Phishing attacks targeting user credentials remain the most common threat, especially when accounts lack multi-factor authentication or email security protocols like DMARC. Business email compromise—where attackers impersonate trusted contacts to request wire transfers or sensitive data—follows closely behind.
How often should organizations audit Microsoft 365 security settings?
Security configurations benefit from review at least quarterly, or whenever Microsoft releases significant updates. This cadence helps catch policy drift and newly introduced vulnerabilities before they become exploitable. Automated monitoring can supplement periodic manual reviews.
Does Microsoft 365 license tier affect security risk exposure?

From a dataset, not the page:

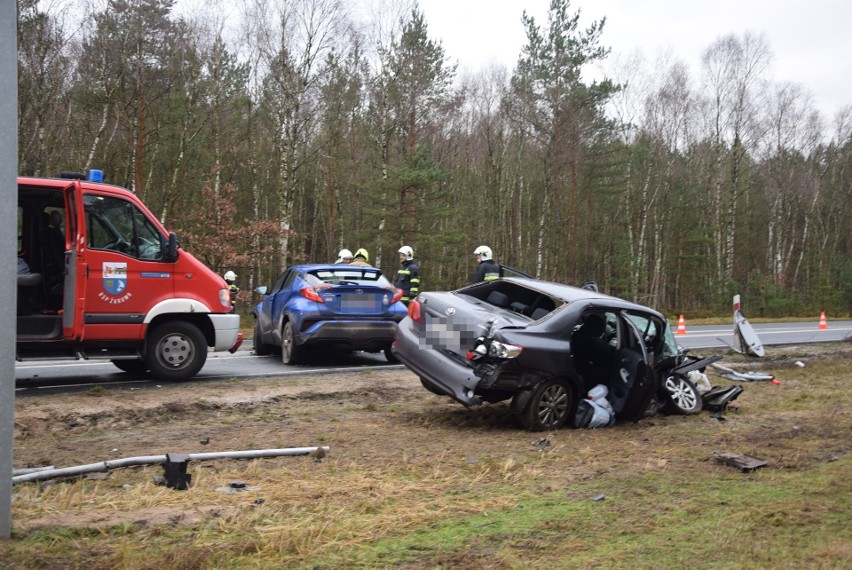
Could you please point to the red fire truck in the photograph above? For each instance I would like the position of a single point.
(99, 277)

Lower-tier licenses lack advanced security features like Conditional Access and Defender for Office 365. However, core protections like MFA and email authentication can be configured on any license. With Augmentt, MSPs can receive breach alerts even for customers on lower-tier licenses—extending visibility beyond what Microsoft natively provides.
Which compliance frameworks apply to Microsoft 365 security?
Common frameworks include CIS Benchmarks, NIST Cybersecurity Framework, and Microsoft’s SCuBA baselines. Each provides specific configuration guidance for hardening M365 environments and can serve as a foundation for security policies that align with customer compliance requirements.